Saturday, July 9, 2011

Caramel Praline Profiteroles

These are really decadent, even for profiteroles. Also, it was a more painful experience than expected because I burnt my hand twice on the hot caramel, and am in agony even as I type this. Other than that they turned out well, though really I was in too much pain to enjoy them. 

For the choux pastry:
1/2 cup (65 grams) all purpose flour
1/2 teaspoon granulated white sugar
1/4 teaspoon salt
1/4 cup (4 tablespoons) (60 grams) unsalted butter
1/2 cup (120 ml) water
2 large eggs, lightly beaten

Preheat oven to 200 degrees C and place rack in center of oven. Line a baking sheet with parchment paper. 
In a bowl sift together the flour, sugar and salt. Set aside. 
Place the butter and water in a heavy saucepan over medium heat and bring to a boil. Remove from heat and, with a wooden spoon or spatula, quickly add the flour mixture. Return to heat and stir constantly until the dough comes away from the sides of the pan and forms a thick smooth ball (about a minute or two). Transfer the dough to your electric mixer, or with a hand mixer, and beat on low speed a minute or two to release the steam from the dough. Once the dough is lukewarm start adding the lightly beaten eggs and continue to mix until you have a smooth thick sticky paste. Spoon or pipe 12 mounds of dough onto the baking sheet, spacing them a couple of inches apart. Beat together the egg and salt for the glaze. With a pastry brush, gently brush the glaze on the tops of the dough. 
Bake for 15 minutes and then reduce the oven temperature to 175 degrees C. Bake for a further 20 to 30 minutes or until the shells are a nice amber color and when split, are dry inside. Turn the oven off and, with the oven door slightly ajar, let the shells dry out for a further 10 - 15 minutes. Remove from oven and let cool on a wire rack. 
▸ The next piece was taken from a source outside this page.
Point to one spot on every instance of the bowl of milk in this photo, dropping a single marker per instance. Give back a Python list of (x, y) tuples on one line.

For the praline filling and caramel sauce:
200 grams sugar
1/4 water
70 grams dark chocolate, melted
50 grams hazelnuts
50 grams almonds
1 cup + 2 tablespoons double cream

Ice cream to serve

Spread the hazelnuts and almond over parchment paper. Bring the sugar and water to a boil in a saucepan, and let it bubble until it becomes caramel (takes about 5 mins). Pour half of this caramel onto the hazelnuts and almonds and leave to cool. Add two spoons of double cream to the rest of the caramel and stir to make the caramel sauce.
When the nut and caramel mixture cools, split it and put it into a food processor. Add the melted chocolate and process until it becomes paste. Whip the cup of double cream until you get peaks and mix it with the praline paste for the praline filling.